Sport kann als Belohnung wahrgenommen werden. (c) Adobe Stock / coldwaterman

Das Belohnungssystem aktivieren – aber wie?

Auch bei sich selbst ist es also möglich, gezielt einen neuronalen Motivationsschub herbeizuführen und langfristig aufrecht zu erhalten. Wie bereits erwähnt, gibt es aber individuelle Unterschiede, was ein Mensch als Belohnung empfindet. Wir müssen schlussendlich also selbst herausfinden, auf welchen „Jackpot“ unser Belohnungssystem am besten reagiert. Dadurch, dass im Gehirn ein Verlangen ausgelöst wird, verfolgen wir also motiviert ein Ziel, bis wir die gewünschte Belohnung erhalten.

Im Job könnte das die Gehaltserhöhung sein, im Alltag die Tafel Schokolade, beim Sport die Traumfigur oder beim morgendlichen Aufstehen die Vorfreude auf ein Hobby. Die Liste an Möglichkeiten ist beinahe endlos. Jeder Mensch hat dabei einen eigenen Antrieb und genau diesen gilt es zu finden.

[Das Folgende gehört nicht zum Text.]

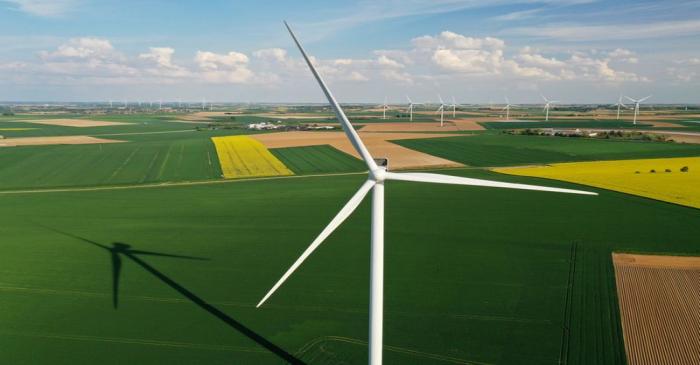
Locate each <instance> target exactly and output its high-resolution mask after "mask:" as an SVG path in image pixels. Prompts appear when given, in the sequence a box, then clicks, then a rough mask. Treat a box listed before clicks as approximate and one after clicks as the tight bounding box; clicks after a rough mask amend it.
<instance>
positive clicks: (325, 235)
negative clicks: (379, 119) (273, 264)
mask: <svg viewBox="0 0 700 365" xmlns="http://www.w3.org/2000/svg"><path fill="white" fill-rule="evenodd" d="M285 25H286V27H287V30H288V31H289V34H290V35H291V36H292V39H293V40H294V42H295V43H296V45H297V47H298V48H299V51H300V52H301V54H302V56H303V57H304V60H306V63H307V65H308V66H309V69H311V73H313V75H314V77H315V78H316V81H317V82H318V84H319V86H320V87H321V89H322V90H323V93H324V94H325V95H326V98H327V99H328V102H329V103H330V104H331V107H332V108H333V111H334V112H335V115H336V118H337V119H338V121H339V122H340V125H341V126H342V128H343V131H344V132H345V135H346V137H347V138H348V139H349V140H350V143H351V144H352V146H353V147H354V149H355V150H356V151H357V153H358V154H359V155H360V156H361V157H362V160H364V162H365V164H366V165H367V168H368V169H369V174H368V177H367V181H365V183H364V184H362V186H361V187H360V189H359V190H358V191H357V192H356V193H355V195H353V196H352V198H350V200H349V201H348V202H347V203H346V204H345V206H344V207H343V208H342V209H341V210H340V212H338V214H337V215H336V216H335V217H334V218H333V219H332V220H331V222H330V223H329V224H328V226H326V228H324V229H323V231H321V233H320V234H319V235H318V237H316V239H315V240H314V241H313V242H312V243H311V245H310V246H309V247H308V248H307V249H306V250H305V251H304V252H303V253H302V254H301V256H300V257H299V258H298V259H297V260H296V261H295V262H294V263H293V264H292V266H291V267H290V268H289V269H287V271H286V272H285V273H284V274H283V275H282V277H281V278H280V279H279V280H278V281H277V282H276V283H275V285H274V286H273V287H272V289H270V290H269V291H268V292H267V294H265V296H264V297H263V298H262V300H260V302H259V303H258V304H257V306H256V307H260V306H261V305H263V303H265V302H266V301H267V300H268V298H270V296H271V295H272V294H273V293H274V292H275V291H276V290H277V289H278V288H279V287H280V286H281V285H282V284H283V283H284V282H285V281H286V280H287V279H288V278H289V276H290V275H291V274H292V273H294V271H295V270H296V269H297V268H298V267H299V266H300V265H301V264H302V263H303V262H304V260H306V258H308V257H309V256H310V255H311V254H312V253H313V252H314V250H316V248H318V246H319V245H321V243H323V241H324V240H325V239H326V238H327V237H328V236H330V235H331V233H333V231H335V229H336V228H338V226H340V225H341V224H342V223H343V221H345V219H347V218H348V217H349V216H350V215H351V214H352V212H353V211H354V210H355V209H356V208H357V207H358V206H359V205H360V203H361V202H362V200H363V199H364V198H365V196H367V194H368V193H369V191H370V190H372V191H373V192H372V233H371V241H372V243H371V258H370V311H369V327H370V332H369V363H370V364H371V365H381V363H382V346H383V339H382V337H383V325H384V319H383V316H384V183H385V182H386V181H387V180H399V181H411V182H424V183H437V184H454V185H470V186H483V187H497V188H508V189H523V190H539V191H550V192H559V193H572V194H586V195H597V194H596V193H591V192H586V191H579V190H570V189H560V188H550V187H544V186H536V185H525V184H514V183H505V182H499V181H491V180H482V179H472V178H465V177H458V176H450V175H440V174H429V173H410V172H408V173H395V172H389V171H387V169H386V168H385V167H380V166H378V165H377V164H376V162H375V160H374V159H373V158H372V155H370V153H369V151H368V150H367V148H366V147H365V145H364V143H363V142H362V140H361V139H360V136H359V135H358V134H357V132H356V131H355V129H354V128H353V127H352V124H350V121H349V120H348V118H347V116H346V115H345V112H344V111H343V109H342V107H341V106H340V104H338V102H337V101H336V100H335V98H334V97H333V94H332V93H331V91H330V90H329V89H328V86H326V83H325V82H324V81H323V79H322V78H321V75H319V74H318V71H316V68H315V67H314V65H313V63H311V60H310V59H309V56H308V55H307V54H306V51H304V48H303V47H302V46H301V44H300V43H299V41H298V40H297V38H296V36H295V35H294V33H293V32H292V30H291V28H289V25H287V23H286V22H285Z"/></svg>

Wenn wir das Belohnungssystem aktivieren möchten, müssen wir also

  • gewisse Ziele stecken – beispielsweise die Beförderung, der Verlust von zwei Kilogramm Körpergewicht, ein gewisses Level in einem Spiel oder so ähnlich.
  • dieses Hauptziel in kurz-, mittel- und langfristige Zwischenziele unterteilen.
  • jedem Zwischenziel eine gewisse Belohnung zuschreiben.

In der Theorie klingt das ganz einfach: Das Belohnungssystem muss in regelmäßigen Abständen „nachgefüttert“ werden, damit das Dopamin und damit auch die Motivation auf einem hohen Level bleiben. Was genau hierbei als Belohnung eingesetzt wird, kann jeder selbst entscheiden. Beim Lernen auf eine Prüfung könnte das System beispielsweise so aussehen, dass immer zwei Stunden effektiv gelernt wird und dafür darf anschließend eine halbe Stunde ein Online-Game gespielt werden – oder so ähnlich.

Fazit: Zwischen Höchstleistungen und Suchtgefahr

In der Praxis kann und sollte hierbei jeder sein eigenes System finden, dann wird die Motivation plötzlich zu einem steuerbaren Instrument. Allerdings dürfen diese Belohnungen nicht zu einer schädlichen Gewohnheit werden. Denn die Hirnforschung konnte an Experimenten mit Tieren herausfinden, dass das Belohnungssystem zugleich die Grundlage für eine Sucht darstellen kann. Umso wichtiger ist es, dass wir „richtig“ mit Belohnungen umgehen, damit sie ihre volle Macht entfalten können – und zwar positiv.